Building these studios is a true team work, and we’re so glad to have Bornelo Design by our side with all the decisions that need to be taken.
All stairs and stone floors are local Balearic zarci abujardado stone. We use a more rugged version for the rooftop terrace, so that it won’t get slippery on any of the 60 days per year that the sun doesn’t shine on this island ☀️
The balcony inside the live room. The rails are now installed. There will be ropes inside the squares and the big wood beam supporting the balcony will be painted to match the wood beams, that will be installed in the ceiling. There will also be a light arrangement hanging down with many bulbs from another three wood beams mid-air.
Stones! Looking at different choices for the wall in our live room and stairwell. We want the look to be the Mediterranean, not medieval, and more Spanish Finca than Merlin’s castle.
The stones on the left of the 3D image in the middle are strong contends at the moment. We are building a stone wall in the live room as well. The idea is for it to look like we excavated an old Mallorquin city wall with an arch. Our logo will go in the middle of the arch, made of back-lit black, steel. Inspection of the stone wall in the reception. The mason has done a fantastic job. To the left will be a wood wall as a backdrop to our logotype in back-lit black steel.
The Live Room has close to 8 meter high ceiling, separate vocal and amp booths, a grand piano, drums and various microphones. One wall is made of Mallorquín stones, as if a wall of an old house was excavated. There is be a mezzanine/balcony overlooking the room, with access from the second floor lounge.
On this balcony we have one of several hangout places throughout the building. The room will also function as a reverb, with speakers on the floor and microphones in the ceiling, so we can add this room sound to any sound as we mix.
Here is the structure of the vocal booth. Big enough to fit a small drum kit or a big bass amp, if needed. With a window into the main recording studio: Quincy Room.
Our live room before inner walls and acoustic treatment are built. The stains are from filling each block with concrete. This place is like a bomb shelter. The ceiling is about 8 meters high. We will put fake windows on the facade to make the building blend into the neighborhood. This señor is putting the last layer of plaster on the inner walls of the live room. No more grey walls!
Here he is above the side entrance, with the top of the vocal booth on the left and amp booth on the right.
We realized, due to the excessive height of the room that we had an unused area above the amp booth. Now we’re building a storage space for drums and various stuff there.
It’s so exciting to see the building come to life and every day we’re tweaking details and making adjustments. We won’t settle until it’s perfect! Conduits for cables for the DPA 2006a microphones, that will be hanging from the ceiling are being put into place.
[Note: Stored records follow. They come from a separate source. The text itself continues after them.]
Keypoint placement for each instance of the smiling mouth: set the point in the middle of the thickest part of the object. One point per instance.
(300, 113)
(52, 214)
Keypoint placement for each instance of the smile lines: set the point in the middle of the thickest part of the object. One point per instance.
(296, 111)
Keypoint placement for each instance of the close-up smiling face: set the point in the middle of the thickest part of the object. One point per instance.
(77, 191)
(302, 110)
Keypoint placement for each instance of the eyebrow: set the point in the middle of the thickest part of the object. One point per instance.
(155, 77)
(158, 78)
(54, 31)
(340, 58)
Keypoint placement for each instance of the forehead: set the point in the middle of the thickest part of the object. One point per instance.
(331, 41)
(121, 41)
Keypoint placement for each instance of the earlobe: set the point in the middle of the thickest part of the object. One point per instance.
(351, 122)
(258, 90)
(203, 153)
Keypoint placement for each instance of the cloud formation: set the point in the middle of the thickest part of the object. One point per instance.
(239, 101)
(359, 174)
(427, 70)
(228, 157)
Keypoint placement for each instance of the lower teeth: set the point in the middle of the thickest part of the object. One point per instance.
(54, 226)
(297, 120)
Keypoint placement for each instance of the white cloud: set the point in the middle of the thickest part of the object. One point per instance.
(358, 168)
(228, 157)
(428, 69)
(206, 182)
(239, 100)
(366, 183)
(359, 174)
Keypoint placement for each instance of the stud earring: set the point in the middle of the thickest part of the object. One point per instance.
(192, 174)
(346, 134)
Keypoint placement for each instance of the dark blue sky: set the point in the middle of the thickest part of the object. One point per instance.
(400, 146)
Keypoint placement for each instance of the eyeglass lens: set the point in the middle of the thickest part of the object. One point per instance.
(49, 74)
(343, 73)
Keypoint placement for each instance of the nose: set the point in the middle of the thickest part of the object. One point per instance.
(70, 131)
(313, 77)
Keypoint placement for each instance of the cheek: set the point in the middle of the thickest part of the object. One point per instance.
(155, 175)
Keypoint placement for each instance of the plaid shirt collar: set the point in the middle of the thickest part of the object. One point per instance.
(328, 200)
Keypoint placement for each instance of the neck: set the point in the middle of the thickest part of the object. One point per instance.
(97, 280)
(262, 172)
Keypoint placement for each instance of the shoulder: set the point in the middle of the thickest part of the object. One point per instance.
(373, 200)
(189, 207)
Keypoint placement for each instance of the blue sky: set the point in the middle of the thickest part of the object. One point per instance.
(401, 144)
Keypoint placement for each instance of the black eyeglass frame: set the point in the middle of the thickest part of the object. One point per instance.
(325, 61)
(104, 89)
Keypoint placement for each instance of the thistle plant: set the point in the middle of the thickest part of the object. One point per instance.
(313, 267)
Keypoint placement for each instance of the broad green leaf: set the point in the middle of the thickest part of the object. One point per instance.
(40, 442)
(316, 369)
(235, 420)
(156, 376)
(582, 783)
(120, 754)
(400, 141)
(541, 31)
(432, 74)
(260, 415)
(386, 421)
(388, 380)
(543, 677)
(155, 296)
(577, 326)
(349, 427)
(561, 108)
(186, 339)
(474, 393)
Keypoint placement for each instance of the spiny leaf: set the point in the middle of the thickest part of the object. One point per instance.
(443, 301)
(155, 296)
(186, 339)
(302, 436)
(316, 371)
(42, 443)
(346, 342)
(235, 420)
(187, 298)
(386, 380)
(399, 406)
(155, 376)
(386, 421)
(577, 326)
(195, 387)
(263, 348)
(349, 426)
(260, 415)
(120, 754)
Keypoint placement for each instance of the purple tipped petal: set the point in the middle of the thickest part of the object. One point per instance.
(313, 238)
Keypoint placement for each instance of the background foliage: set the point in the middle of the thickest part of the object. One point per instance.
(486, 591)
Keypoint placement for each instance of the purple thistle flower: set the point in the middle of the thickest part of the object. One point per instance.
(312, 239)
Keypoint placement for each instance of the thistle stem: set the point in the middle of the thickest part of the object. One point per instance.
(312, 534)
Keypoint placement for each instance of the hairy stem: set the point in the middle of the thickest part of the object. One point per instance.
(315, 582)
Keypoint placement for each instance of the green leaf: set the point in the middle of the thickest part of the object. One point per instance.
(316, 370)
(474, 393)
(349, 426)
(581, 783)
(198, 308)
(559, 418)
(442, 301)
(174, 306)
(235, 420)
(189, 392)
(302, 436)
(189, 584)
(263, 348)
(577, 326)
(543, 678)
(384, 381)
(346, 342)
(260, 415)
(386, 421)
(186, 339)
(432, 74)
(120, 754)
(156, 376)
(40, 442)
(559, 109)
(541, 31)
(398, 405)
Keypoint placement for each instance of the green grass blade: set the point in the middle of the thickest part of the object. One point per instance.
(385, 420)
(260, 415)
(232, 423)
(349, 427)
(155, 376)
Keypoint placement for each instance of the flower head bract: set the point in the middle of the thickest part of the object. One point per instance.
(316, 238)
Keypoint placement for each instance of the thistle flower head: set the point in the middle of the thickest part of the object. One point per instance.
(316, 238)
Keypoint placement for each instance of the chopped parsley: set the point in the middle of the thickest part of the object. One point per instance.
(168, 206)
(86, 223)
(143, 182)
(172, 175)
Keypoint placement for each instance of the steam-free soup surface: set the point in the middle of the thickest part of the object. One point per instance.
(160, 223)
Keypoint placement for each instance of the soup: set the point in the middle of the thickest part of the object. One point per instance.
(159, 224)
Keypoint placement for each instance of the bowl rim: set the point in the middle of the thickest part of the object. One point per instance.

These will capture the sound of the room and will be perfect for drum ambience and… well, basically anything that needs a great room sound. Pipes will be hidden inside the wood beams. We’re now building the acoustic treatment of the highest wall in the live room. Irregular wood panels will diffuse frequencies for the best possible sound. The design is inspired by EastWest studios in LA.
The panels will have perforated wood fronts, painted in the wall color and reach all the way up to the ceiling. But it sounds amazing in here already. The balcony in the live room also get some acoustic treatment.
A great live room has character. But it needs to be controlled to be consistent. The last detail we build is a seven meter high acoustic structure next to the stone wall.
Each box will have fabric-covered insulation inside, and a thin wood cover. If you look down left you see the wood sheets we will cover the boxes with.
Every other box will have a solid cover and act like a drum, capturing certain frequencies. The other boxes will have holes in them, allowing bass frequencies to enter and get absorbed by the insulation.
Lastly, the whole construction will be painted in the wall color. Painter on the left mixes the warm off-white color for the live room acoustic panels that the painter on the right applies with his spray gun. Reception gets its wood wall and when the paint is dry in the live room, electric sockets and technical skirtings go in.
Twenty-two months of dreaming, planning, waiting and building just paid off. This eclectic bunch of artists and producers have spent the last three days filling the studios with songs. Palma Music Studios are officially open. The studio is is now up and running, and we´ve just celebrated 2 years since this photo.